Exposure to different environments boosts your immune system
As well as mental health, travelling can benefit your immune system. Although getting a little stomach bug on holiday results in a less enjoyable travel experience, it actually benefits you more than know. Due to your body being exposed to new environments, your body produces antibodies against harmful pathogens. People who travel often don’t get ill as often as those who don’t do any travelling, this is because your body adapts to thousands of new bacteria, which in turn makes it much stronger. With your body and mind working in sync, a stronger body with aid your mental health.
Travelling is the ultimate stress reliever
While this may not be case if you’re taking children, travelling is generally great at alleviating stress. Stress is a ‘silent killer’, it raises blood pressure and is harmful to mental health due to stress hormones clouding your judgement and affecting the release of happy hormones. Travelling not only takes you away from daily stressful situations that can overwhelm you, but it also allows you to switch off a bit. When you’re on holiday you’re not looking at the clock, worrying about work, rushing around after the kids or dealing with chores. You’re suddenly doing everything at a relaxed pace, which in turn allows your mind to relax.
Travelling sharpens the mind
When you’re introduced to new experiences and environments, your brain becomes challenged and builds resilience at a cellular level, this means degenerative diseases can be potentially delayed. With new experiences and environments, your cognitive stimulation increases due to exposure, this increase has been proven to improve both memory and concentration, especially in individuals with degenerative diseases such as dementia.
New environments increase creativity
For writers, it’s common for them to travel in hopes of finding inspiration and motivation, it turns out this actually works. This is because the brain’s neural pathways are influenced by environments and experiences, which has lead to multiple studies showing that travel can spark synapses in the brain to enhance creativity. This is important to mental health as new experiences push you out of your comfort zone, you create new situations and new ways for your brain to deal with them. This type of thinking is remembered in your everyday life, linking to building more of a creative approach to them and a better tolerance of stressful situations in general.
It helps shift perspective
Seeing new places helps your perspectives, not only for the world but also yourself.

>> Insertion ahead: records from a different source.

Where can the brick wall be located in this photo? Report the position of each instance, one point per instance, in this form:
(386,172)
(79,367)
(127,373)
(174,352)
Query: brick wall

Travelling often brings you up against situations you wouldn’t face in everyday life, this give you the opportunity to live outside your comfort zone. This might be uncomfortable for you to begin with, but it allows you to transform how you see things and possibly allow more things into your comfort zone. When you step outside your comfort zone, it lets you slowly build your confidence, the way you look at situations and how you approach life in general.
To sum up, travelling can help you live a longer and more satisfied life. So try booking yourself a trip away, whether it’s for a long weekend or a fortnight, and see how different you feel afterwards.